The two-day exhibition – organised by the Tino Rawa Trust – is staged each October as part of the Auckland Heritage Festival, and celebrates the country’s classic vessels, their owners, the boatbuilders and their stories.
Previous events have showcased designers such as Colin Wild, Jim Young, Jack Brooke, Bob Stewart, Des Townson and Johnny Wray. Early events successfully profiled the Logans, Baileys, Aldens and Herreschoffs. Last year mullet boats were in the spotlight.
The exhibition features a display of vessels, models, plans and memorabilia. There is also an on-water component, with vessels available for inspection and owners and classic yacht enthusiasts keen to share their stories.One of the Trust’s key objectives is to share the history and stories, not only with classic yacht enthusiasts but also with the general public.
This year’s exhibition focusses on the clinker boat – from its early history and construction techniques through to information on boatbuilders, designs and yacht classes.

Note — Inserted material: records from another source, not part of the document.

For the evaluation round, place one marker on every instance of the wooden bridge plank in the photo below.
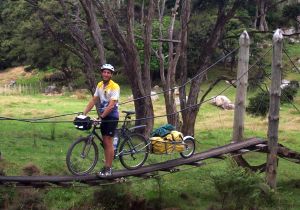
(215, 152)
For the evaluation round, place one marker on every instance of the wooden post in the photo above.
(275, 93)
(241, 91)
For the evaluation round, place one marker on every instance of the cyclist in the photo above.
(108, 92)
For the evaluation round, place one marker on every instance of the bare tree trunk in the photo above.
(241, 91)
(186, 12)
(274, 107)
(86, 52)
(94, 28)
(192, 107)
(262, 8)
(140, 81)
(168, 80)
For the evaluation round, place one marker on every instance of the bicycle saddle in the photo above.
(129, 112)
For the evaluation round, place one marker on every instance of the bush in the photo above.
(259, 104)
(239, 188)
(288, 94)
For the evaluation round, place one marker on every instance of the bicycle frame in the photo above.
(122, 135)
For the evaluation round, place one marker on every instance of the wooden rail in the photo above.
(253, 144)
(165, 166)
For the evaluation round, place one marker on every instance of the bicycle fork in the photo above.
(86, 147)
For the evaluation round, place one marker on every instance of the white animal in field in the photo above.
(222, 101)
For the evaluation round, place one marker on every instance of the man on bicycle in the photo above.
(108, 92)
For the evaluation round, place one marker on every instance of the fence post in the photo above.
(241, 90)
(274, 106)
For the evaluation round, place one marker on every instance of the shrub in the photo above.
(259, 104)
(239, 188)
(288, 94)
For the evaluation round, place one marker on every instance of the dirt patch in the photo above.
(12, 74)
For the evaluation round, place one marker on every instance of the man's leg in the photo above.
(108, 150)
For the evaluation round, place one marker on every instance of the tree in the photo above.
(224, 13)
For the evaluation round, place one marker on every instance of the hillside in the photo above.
(10, 74)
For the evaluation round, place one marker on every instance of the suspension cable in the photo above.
(177, 112)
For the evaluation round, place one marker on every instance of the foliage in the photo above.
(290, 13)
(259, 104)
(289, 92)
(237, 188)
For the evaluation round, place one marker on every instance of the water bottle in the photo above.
(115, 141)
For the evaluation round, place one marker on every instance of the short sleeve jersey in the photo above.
(110, 92)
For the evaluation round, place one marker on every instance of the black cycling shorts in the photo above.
(108, 126)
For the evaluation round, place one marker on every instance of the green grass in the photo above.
(45, 145)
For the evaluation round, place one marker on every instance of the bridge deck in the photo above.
(212, 153)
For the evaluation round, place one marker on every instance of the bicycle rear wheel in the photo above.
(82, 156)
(134, 151)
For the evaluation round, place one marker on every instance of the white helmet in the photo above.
(108, 67)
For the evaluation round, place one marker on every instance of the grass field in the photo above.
(44, 145)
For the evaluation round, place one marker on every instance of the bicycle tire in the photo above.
(134, 157)
(189, 144)
(76, 163)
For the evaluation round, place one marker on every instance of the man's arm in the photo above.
(109, 108)
(90, 105)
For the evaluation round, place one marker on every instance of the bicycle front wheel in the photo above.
(134, 151)
(82, 156)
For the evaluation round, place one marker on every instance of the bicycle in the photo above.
(131, 148)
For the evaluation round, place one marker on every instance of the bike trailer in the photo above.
(168, 144)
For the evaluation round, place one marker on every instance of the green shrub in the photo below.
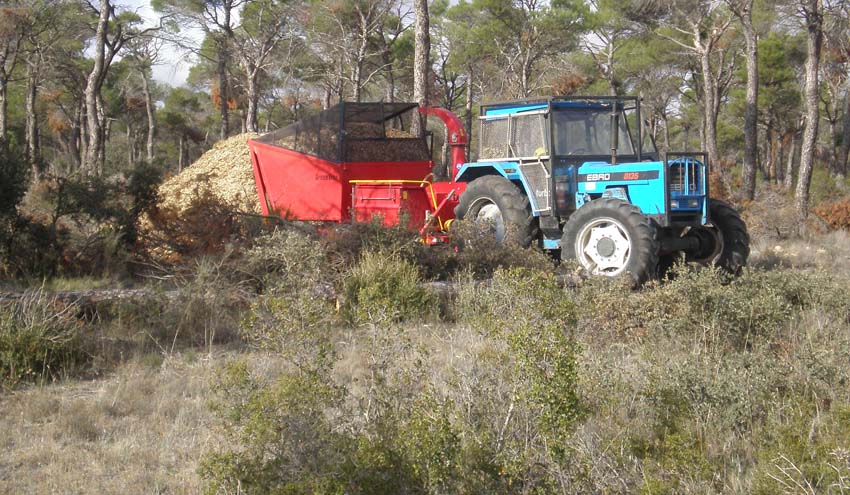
(534, 317)
(284, 260)
(707, 303)
(382, 289)
(39, 340)
(278, 436)
(473, 248)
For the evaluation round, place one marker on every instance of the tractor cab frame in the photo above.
(568, 155)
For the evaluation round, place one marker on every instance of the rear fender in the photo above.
(509, 170)
(468, 172)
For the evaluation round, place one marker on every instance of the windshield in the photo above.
(587, 131)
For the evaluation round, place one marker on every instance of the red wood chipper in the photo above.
(358, 161)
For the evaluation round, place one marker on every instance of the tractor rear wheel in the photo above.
(733, 236)
(610, 237)
(497, 201)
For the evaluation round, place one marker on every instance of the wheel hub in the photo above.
(606, 247)
(603, 247)
(489, 213)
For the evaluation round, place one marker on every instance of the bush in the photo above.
(284, 260)
(384, 289)
(836, 214)
(532, 315)
(473, 249)
(39, 340)
(13, 181)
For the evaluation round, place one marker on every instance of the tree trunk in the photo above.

Clinker construction has been used for thousands of years dating back to the Vikings.
On display will be clinker tenders, working boats and an array of clinker centre-boarders such as the Frostbite, Silver Fern, International 14 and M Class through to St Ayle Rowing Skiffs. New Zealand Coastal Rowing will be on the water so visitors can even go for a row in a St Ayles Rowing Skiff.

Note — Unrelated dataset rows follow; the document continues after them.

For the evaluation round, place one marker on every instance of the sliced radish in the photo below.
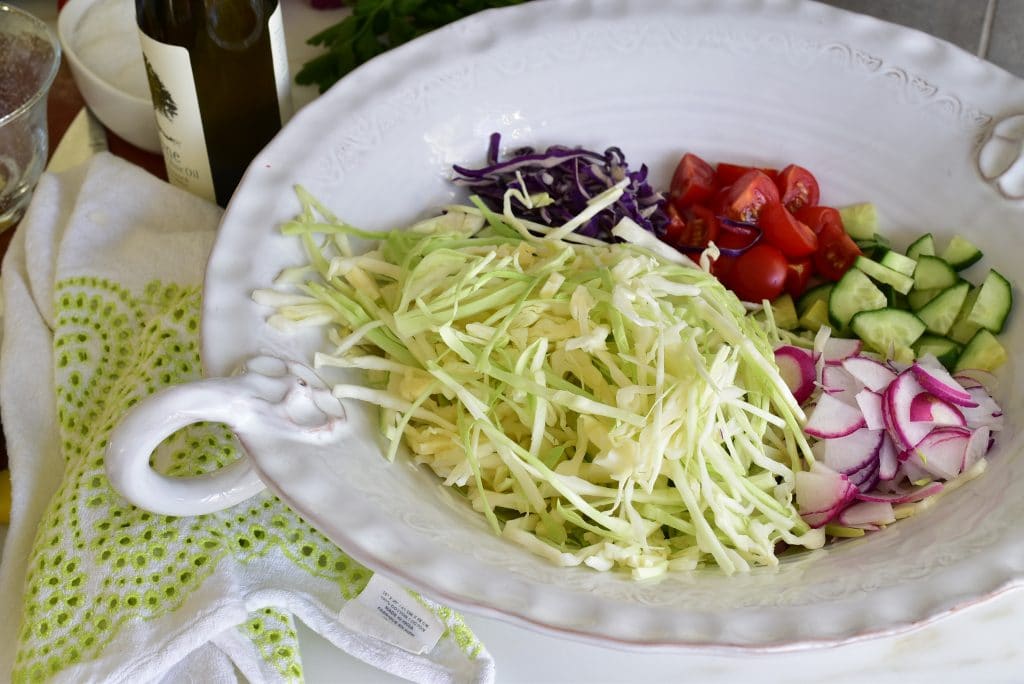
(977, 446)
(840, 384)
(838, 349)
(930, 409)
(942, 453)
(870, 404)
(936, 379)
(888, 459)
(870, 373)
(867, 513)
(903, 496)
(797, 368)
(833, 418)
(822, 494)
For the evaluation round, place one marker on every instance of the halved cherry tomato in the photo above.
(759, 273)
(781, 229)
(798, 274)
(745, 197)
(816, 218)
(730, 173)
(798, 187)
(692, 182)
(836, 254)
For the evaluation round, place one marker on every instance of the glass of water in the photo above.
(30, 55)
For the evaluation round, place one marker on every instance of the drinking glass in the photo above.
(30, 55)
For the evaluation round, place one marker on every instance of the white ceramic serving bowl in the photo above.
(929, 133)
(127, 115)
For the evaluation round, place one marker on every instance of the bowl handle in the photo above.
(271, 399)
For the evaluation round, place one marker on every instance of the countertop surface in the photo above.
(978, 643)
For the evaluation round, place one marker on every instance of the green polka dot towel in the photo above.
(101, 290)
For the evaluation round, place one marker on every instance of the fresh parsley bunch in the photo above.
(377, 26)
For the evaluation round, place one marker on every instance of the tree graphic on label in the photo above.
(162, 100)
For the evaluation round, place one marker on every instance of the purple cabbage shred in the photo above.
(571, 176)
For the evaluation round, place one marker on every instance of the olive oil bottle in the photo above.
(218, 75)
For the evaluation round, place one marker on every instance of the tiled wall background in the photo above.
(991, 29)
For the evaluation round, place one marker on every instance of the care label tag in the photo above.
(386, 611)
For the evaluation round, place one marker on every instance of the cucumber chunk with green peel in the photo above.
(993, 302)
(960, 253)
(944, 349)
(888, 331)
(854, 293)
(934, 273)
(898, 262)
(860, 220)
(940, 313)
(983, 352)
(924, 246)
(918, 298)
(885, 274)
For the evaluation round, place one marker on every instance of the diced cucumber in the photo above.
(898, 262)
(860, 220)
(888, 331)
(946, 350)
(993, 302)
(784, 312)
(940, 313)
(964, 329)
(918, 298)
(815, 294)
(983, 352)
(960, 253)
(885, 274)
(933, 272)
(924, 246)
(854, 293)
(816, 316)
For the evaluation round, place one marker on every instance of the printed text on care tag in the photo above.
(386, 611)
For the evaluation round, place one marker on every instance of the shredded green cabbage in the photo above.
(605, 404)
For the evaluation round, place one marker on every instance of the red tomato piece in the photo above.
(693, 182)
(836, 254)
(730, 173)
(759, 273)
(749, 195)
(816, 218)
(781, 229)
(798, 274)
(798, 187)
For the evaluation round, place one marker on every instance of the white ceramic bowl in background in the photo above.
(878, 112)
(127, 115)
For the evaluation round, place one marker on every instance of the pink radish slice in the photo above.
(797, 368)
(822, 494)
(840, 384)
(977, 446)
(837, 349)
(833, 418)
(870, 404)
(937, 380)
(903, 496)
(852, 453)
(896, 412)
(871, 374)
(867, 513)
(888, 461)
(930, 409)
(942, 452)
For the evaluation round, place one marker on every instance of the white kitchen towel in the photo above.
(101, 288)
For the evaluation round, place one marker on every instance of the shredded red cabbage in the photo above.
(571, 176)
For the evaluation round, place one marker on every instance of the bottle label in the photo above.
(178, 119)
(279, 53)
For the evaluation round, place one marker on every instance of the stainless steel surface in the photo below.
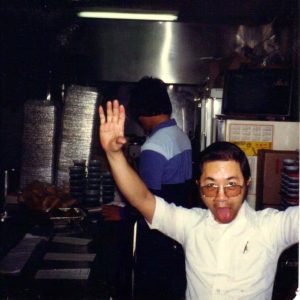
(127, 50)
(210, 108)
(79, 123)
(38, 144)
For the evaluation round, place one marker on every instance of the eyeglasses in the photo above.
(212, 190)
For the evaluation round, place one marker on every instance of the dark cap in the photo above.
(149, 98)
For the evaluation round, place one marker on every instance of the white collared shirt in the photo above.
(229, 261)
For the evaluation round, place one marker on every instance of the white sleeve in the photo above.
(285, 227)
(173, 220)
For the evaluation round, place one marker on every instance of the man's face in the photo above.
(227, 202)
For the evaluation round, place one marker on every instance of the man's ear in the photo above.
(249, 181)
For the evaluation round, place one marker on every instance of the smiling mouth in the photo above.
(223, 214)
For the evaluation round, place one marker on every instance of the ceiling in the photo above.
(251, 12)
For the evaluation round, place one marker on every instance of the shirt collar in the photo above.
(244, 214)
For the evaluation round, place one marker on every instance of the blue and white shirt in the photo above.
(166, 161)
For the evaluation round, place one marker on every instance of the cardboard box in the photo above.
(269, 167)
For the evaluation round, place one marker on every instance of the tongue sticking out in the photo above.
(223, 214)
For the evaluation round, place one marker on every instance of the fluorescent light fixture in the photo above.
(152, 16)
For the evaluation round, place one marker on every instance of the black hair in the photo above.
(225, 151)
(149, 98)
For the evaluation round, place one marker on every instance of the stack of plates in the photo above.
(77, 180)
(79, 124)
(38, 142)
(290, 183)
(92, 194)
(108, 188)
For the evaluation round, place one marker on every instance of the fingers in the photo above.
(109, 113)
(102, 115)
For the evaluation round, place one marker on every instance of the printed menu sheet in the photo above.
(251, 137)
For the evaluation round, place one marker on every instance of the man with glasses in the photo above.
(231, 250)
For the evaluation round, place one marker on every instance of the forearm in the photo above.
(131, 186)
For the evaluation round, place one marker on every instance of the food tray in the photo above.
(65, 216)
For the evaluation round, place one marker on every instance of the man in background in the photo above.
(165, 165)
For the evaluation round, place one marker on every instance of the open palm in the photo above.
(112, 126)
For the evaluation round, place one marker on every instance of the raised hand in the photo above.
(111, 129)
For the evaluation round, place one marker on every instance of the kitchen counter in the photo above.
(98, 250)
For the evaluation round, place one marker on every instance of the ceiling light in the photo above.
(152, 16)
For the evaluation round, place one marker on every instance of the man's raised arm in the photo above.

Tino Rawa has been organising the exhibition for 11 years and each year it is a privilege to introduce the public to wonderful classic boats and their stories and more importantly to bring the classic boat community together to celebrate this important part of our maritime history. Tony Stevenson
Talk to anyone who has an interest in small boats and they will be able to relate to or tell you a little about the clinker. And if you were a sea scout you would know all about them as one would have been the first boat that you learn to row or sail.
In the early days for tradesman in New Zealand, building a clinker was simply a way of showcasing your boat building skills; almost like a CV and many a customer would choose a builder by the way they designed and built a clinker.